L’état du marché du travail occupe une place centrale dans l’analyse du cycle conjoncturel d’un pays. Il reflète, en effet, la santé des entreprises – créent-elles des emplois ou en suppriment-elles ? – et détermine le revenu et la confiance des ménages. Il est scruté encore de plus près en période de retournement du cycle économique.
Aux États-Unis, sur les six indicateurs que le comité de datation des cycles économiques du Bureau national de la recherche économique (National Bureau of Economic Research, NBER) utilise pour déterminer les dates des pics et des creux du cycle, deux ont trait au marché du travail : l’emploi non agricole et l’emploi tel que mesuré par l’enquête auprès des ménages[1].

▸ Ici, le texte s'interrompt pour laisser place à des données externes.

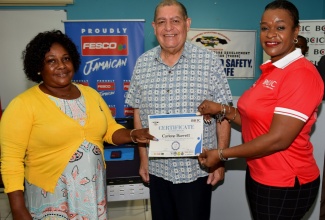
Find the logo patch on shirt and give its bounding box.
[262,79,278,90]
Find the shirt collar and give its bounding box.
[264,48,304,69]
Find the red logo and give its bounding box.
[124,107,134,116]
[97,82,115,91]
[123,82,130,91]
[81,35,128,56]
[109,107,116,116]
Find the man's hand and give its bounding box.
[207,163,225,186]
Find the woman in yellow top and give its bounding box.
[0,30,154,220]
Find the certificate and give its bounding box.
[148,114,203,157]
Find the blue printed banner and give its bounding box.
[64,20,144,118]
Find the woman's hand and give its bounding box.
[198,148,220,168]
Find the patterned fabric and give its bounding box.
[126,42,232,183]
[25,96,108,220]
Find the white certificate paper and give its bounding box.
[148,114,203,157]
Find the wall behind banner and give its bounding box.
[0,0,325,220]
[0,0,325,96]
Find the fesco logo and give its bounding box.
[81,35,128,56]
[124,107,134,116]
[123,81,130,91]
[97,82,115,91]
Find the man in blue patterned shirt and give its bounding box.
[126,0,232,220]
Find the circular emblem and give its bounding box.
[172,141,180,150]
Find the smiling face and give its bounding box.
[260,9,299,62]
[41,43,74,89]
[152,5,191,54]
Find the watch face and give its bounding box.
[172,141,180,150]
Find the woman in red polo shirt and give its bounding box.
[198,0,324,220]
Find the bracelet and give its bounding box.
[130,129,138,144]
[227,105,231,113]
[228,108,237,123]
[217,103,226,123]
[218,149,228,161]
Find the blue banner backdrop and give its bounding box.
[64,20,144,118]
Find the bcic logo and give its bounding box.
[97,80,115,91]
[81,35,129,56]
[123,80,130,91]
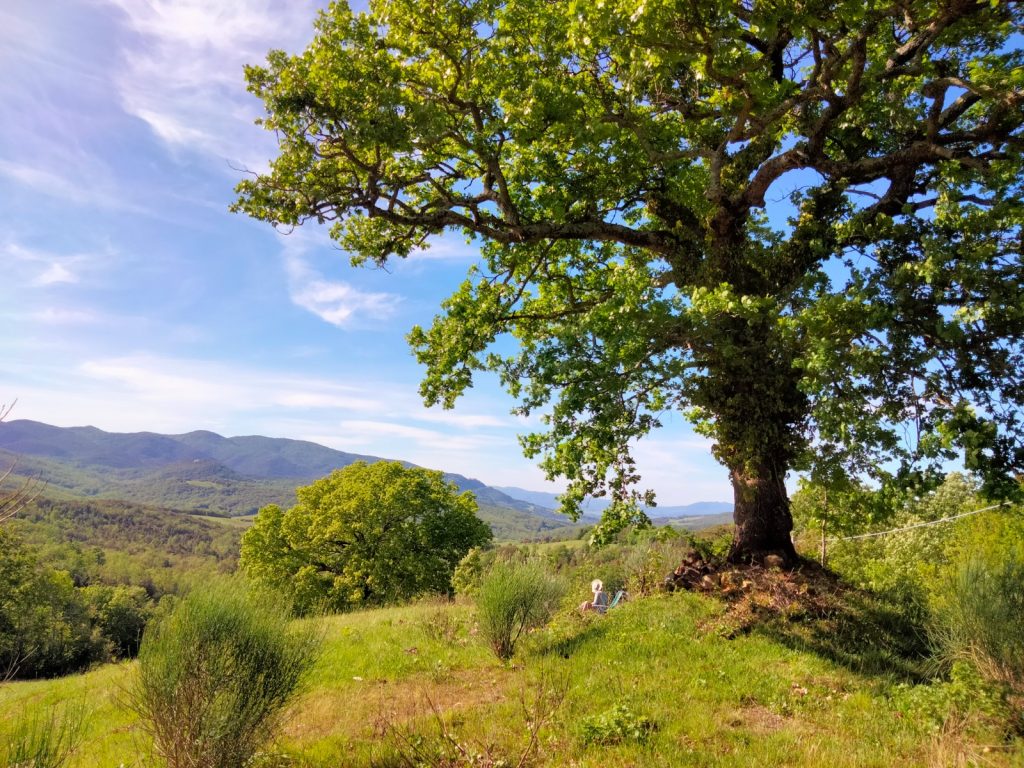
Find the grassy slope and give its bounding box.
[0,593,1024,768]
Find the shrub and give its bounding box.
[0,529,97,681]
[931,551,1024,690]
[476,563,565,660]
[128,582,319,768]
[580,705,655,745]
[81,585,154,658]
[0,707,84,768]
[452,547,495,597]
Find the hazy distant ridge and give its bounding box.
[495,485,732,519]
[0,419,569,528]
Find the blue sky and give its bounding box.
[0,0,732,504]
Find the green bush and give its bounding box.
[931,551,1024,691]
[0,707,84,768]
[128,582,321,768]
[476,563,565,660]
[0,528,103,680]
[81,585,154,658]
[580,705,655,745]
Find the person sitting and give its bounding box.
[580,579,608,613]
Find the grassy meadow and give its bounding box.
[0,574,1024,768]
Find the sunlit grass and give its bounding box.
[0,593,1024,768]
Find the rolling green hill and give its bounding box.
[0,420,575,540]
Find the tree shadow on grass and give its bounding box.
[757,590,934,683]
[708,561,935,683]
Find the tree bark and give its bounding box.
[729,464,797,568]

Selon la règle dite « Sahm », l’économie américaine entre en récession lorsque la moyenne mobile sur trois mois du taux de chômage national (U3) augmente d’au moins un demi-point de pourcentage par rapport à son niveau le plus bas des douze derniers mois[2]. Comme le montre le graphique 1, l’évolution récente de cet indicateur est préoccupante car il s’est redressé, mais elle rassure aussi dans la mesure où l’indicateur reste en deçà du seuil critique. À en juger par ces différents indices, le rythme des créations de postes dans les prochains mois occupera une place particulièrement importante dans l’évaluation du risque de récession, soit directement – dans le jeu d’indicateurs du NBER – soit indirectement, par leur influence sur le taux de chômage.
Établir un lien entre les statistiques d’emploi mensuelles et la probabilité d’une entrée en récession n’est pas toujours simple. Nous proposons deux approches. La première examine la fréquence de la faiblesse des créations d’emplois selon le raisonnement suivant : un seul mauvais chiffre peut être considéré comme exceptionnel, mais plusieurs peuvent alimenter les craintes de récession.

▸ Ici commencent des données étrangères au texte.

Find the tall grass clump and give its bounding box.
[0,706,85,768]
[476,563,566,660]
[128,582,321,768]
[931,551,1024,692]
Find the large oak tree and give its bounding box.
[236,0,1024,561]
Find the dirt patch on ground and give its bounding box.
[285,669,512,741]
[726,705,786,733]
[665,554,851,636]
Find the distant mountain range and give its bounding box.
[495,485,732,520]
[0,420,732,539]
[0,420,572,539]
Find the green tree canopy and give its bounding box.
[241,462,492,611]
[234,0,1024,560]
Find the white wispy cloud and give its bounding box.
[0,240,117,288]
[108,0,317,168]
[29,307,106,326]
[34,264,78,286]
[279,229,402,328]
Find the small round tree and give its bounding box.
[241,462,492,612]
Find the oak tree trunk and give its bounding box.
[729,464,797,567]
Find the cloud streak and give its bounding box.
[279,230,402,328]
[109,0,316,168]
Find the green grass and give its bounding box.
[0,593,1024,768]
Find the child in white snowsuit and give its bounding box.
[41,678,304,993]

Le graphique 2 présente le pourcentage de mois, au cours des douze mois précédents, pendant lesquels moins de 200000 nouveaux emplois non agricoles ont été créés[3]. D’après les données historiques, cette fréquence augmente en cours des périodes précédant les récessions mais on observe aussi des signaux erronés, c’est-à-dire des hausses significatives de l’indicateur qui n’ont pas été suivies d’une récession. Ce fut notamment le cas en 1986, en 1996, en 2013 et en 2018.
Le tableau 1, qui porte spécifiquement sur les périodes de douze mois précédant une récession, fait ressortir une grande diversité de situations. Ainsi, la récession qui a commencé en novembre 1973 a été précédée d’un faible pourcentage de mois avec des créations d’emplois inférieures à 200 000. En revanche, ce pourcentage était élevé avant celle qui a débuté en décembre 2007. Concernant la situation actuelle, où il n’y pas eu moins de 200 000 créations d’emplois dans les douze derniers mois, il convient de garder à l’esprit les périodes (de douze mois) antérieures aux récessions de janvier 1980 et de mars 2001 : le pourcentage de créations d’emplois inférieures au seuil de 200 000 a commencé à progresser régulièrement à partir d’un niveau très bas, et l’économie est finalement entrée en récession.

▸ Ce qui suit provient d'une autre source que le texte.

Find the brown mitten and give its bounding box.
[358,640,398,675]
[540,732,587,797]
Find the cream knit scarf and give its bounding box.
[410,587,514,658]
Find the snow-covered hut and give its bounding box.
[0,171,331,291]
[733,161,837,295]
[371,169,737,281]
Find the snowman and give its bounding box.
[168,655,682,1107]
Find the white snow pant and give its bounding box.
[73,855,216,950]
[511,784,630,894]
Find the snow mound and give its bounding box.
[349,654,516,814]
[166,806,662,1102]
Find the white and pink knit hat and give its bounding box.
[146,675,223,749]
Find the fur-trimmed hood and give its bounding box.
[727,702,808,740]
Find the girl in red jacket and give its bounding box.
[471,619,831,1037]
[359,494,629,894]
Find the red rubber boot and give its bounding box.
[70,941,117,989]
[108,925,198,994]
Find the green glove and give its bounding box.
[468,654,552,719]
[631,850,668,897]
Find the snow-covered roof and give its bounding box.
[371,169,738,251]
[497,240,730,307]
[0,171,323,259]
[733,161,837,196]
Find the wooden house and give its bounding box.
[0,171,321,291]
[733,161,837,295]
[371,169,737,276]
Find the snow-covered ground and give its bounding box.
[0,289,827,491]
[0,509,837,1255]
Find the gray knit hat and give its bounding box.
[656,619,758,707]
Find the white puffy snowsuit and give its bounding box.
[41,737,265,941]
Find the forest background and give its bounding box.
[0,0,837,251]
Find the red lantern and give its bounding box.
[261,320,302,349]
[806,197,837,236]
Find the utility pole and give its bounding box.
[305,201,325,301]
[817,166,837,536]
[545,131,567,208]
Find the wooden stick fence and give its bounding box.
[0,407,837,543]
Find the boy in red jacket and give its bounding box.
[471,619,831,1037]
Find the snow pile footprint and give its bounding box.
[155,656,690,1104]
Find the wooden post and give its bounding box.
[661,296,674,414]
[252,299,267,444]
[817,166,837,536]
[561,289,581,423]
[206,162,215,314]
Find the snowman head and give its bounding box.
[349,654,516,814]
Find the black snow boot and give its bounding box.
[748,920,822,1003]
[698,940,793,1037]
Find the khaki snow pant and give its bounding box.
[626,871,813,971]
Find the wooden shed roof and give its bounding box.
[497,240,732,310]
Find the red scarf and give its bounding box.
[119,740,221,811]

Pour conclure sur ce point, cet indicateur doit être utilisé avec précaution compte tenu de la diversité des situations observées par le passé. Il faut néanmoins se montrer vigilant face à une hausse significative de sa valeur, qui nécessite un examen plus approfondi des autres données pour évaluer le risque de récession.
L’autre approche consiste à établir un lien entre les créations d’emplois mensuelles et le taux de chômage, l’idée étant qu’une hausse durable de ce dernier serait, d’après la règle dite « Sahm », le signe d’une récession. Le tableau 2 montre la situation au regard de l’emploi de la population américaine en âge de travailler. Selon les données du Bureau du recensement des États-Unis (US Census Bureau), la population « civile non institutionnelle »[4] devrait augmenter de 0,51 % entre décembre 2022 et décembre 2023[5].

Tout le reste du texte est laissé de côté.